Phase 1/2 Update: Concurrent Enzalutamide–Cabazitaxel Produces Durable PFS Signal in mCRPC
The updated Phase 1/2 data for concurrent enzalutamide plus cabazitaxel in chemo‑naïve mCRPC show deep biochemical responses and a promising signal for progression‑free outcomes, but the dataset remains hypothesis‑generating.
In a multi‑institutional single‑arm trial of enzalutamide with cabazitaxel (plus prednisone), 35 patients were included in the efficacy analysis with a median follow‑up of 23.7 months; 61.1% of patients achieved a ≥90% PSA decline (PSA90) (95% CI 43.5–76.9) and about 80% achieved PSA50.
Median PSA‑progression‑free survival was 11.9 months (95% CI 9.2–15.4), median radiographic PFS was 22.2 months (95% CI 13.6–25.2), and median overall survival was 25.1 months (95% CI 19.4–37.6) in the reported analysis.
Among 28 radiographically evaluable patients the objective response rate was 50% (14/28), including three complete responses and eleven partial responses.
Pharmacokinetic testing within the study detected a drug–drug interaction: enzalutamide co‑administration reduced cabazitaxel exposure (notable reductions in Cmax/AUC), which has implications for dosing and scheduling if this approach is tested further.
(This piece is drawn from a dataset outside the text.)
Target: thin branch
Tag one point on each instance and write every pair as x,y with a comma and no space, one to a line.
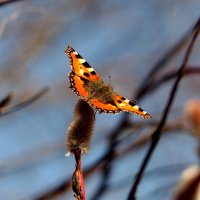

Safety events were consistent with known profiles of each agent; the presentation with hematologic and non‑hematologic adverse events without a clear new synergistic toxicity signal.
Because the trial is single‑arm, small, and used PSA90 as its primary efficacy metric, cross‑trial comparisons are limited and these results should be viewed as hypothesis‑generating rather than practice‑changing; a randomized comparison versus standard sequential therapy (ARSI then taxane) is needed to demonstrate whether the deeper PSA responses and PFS signal translate into durable clinical benefit and survival advantage.